I am re-designing my sprinkler layout, and am planning to use rotator nozzles for a large portion of the yard. I am designing with the assumption that I will be using R-VANs, but could be swayed to MPs. For the purpose of this question, I'll use the figures for the R-VANs:



The maximum distance listed (ie 14' for the 8'-14') is assuming 45 PSI, which I'll have to regulate down to, since my unregulated would be about 60+PSI even after accounting for pressure loss. Thinking I'll use pressure regulated heads for the ones in question, and possibly regulate at the valve if I want more than 45 PSI for other zones, if that's relevant. I know that these figures are in zero wind conditions, so I'm trying to figure out which nozzle to go with in certain cases: the 8-14, 13-18, or 17-24.
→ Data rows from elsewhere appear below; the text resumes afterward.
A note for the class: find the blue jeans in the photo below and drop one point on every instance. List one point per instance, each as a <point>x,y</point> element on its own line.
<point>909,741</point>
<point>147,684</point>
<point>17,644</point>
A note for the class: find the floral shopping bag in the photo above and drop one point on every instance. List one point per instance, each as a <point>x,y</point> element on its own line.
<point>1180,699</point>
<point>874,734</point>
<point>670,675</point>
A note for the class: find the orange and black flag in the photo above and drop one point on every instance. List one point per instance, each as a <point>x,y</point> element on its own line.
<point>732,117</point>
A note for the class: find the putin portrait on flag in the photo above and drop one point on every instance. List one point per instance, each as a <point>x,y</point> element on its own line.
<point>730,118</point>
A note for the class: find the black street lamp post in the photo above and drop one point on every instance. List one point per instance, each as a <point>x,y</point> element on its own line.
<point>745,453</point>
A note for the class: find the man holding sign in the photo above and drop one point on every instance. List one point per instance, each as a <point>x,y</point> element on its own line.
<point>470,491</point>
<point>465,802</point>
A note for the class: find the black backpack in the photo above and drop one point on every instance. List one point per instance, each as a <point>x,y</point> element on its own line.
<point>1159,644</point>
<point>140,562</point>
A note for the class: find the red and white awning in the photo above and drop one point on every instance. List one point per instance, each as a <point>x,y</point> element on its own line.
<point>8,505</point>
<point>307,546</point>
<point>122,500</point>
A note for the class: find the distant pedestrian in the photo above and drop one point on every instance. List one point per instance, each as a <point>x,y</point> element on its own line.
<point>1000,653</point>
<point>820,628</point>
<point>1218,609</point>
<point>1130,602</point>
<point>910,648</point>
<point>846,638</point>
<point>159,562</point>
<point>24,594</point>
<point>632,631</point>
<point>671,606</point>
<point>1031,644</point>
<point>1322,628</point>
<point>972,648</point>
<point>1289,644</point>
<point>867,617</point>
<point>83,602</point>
For example, for a radius of 12 feet, would the 8-14 be better, or the 13-18?

I have a lot of instances where the radius I need is only 1 or 2 feet less than the max distance of 1 nozzle and the shortest distance of the next nozzle, and I'm not sure how much they can be adjusted down, if I stepped up to the next nozzle, without negatively affecting the pattern like the screw adjustment on rotors does.

Is there a general figure I can use for "whatever the manufacturer states as the distance, use x% of that for the actual"?


----------



## g-man (Jun 15, 2017)

WIth Hunter, I dont use the max distance. I take 1-2ft from there to give myself some adjustment room. I also avoid having to dial down the nozzle to the bottom side of the range. I think they mist more at that point. In your example, the 8-14 would be better.


----------



## spaceman_spiff (Feb 5, 2021)

Yeah the Rotators don't perform well if you try to reduce the radius too far. They end up rotating suuuuuuuper slow. Better to look at the spec sheet and switch between PRS30 or PRS40 pressure-regulating heads and different nozzles based on the distance you need.

https://www.hunterindustries.com/sites/default/files/CA-Cutsheet-MP-Rotator-US.pdf


----------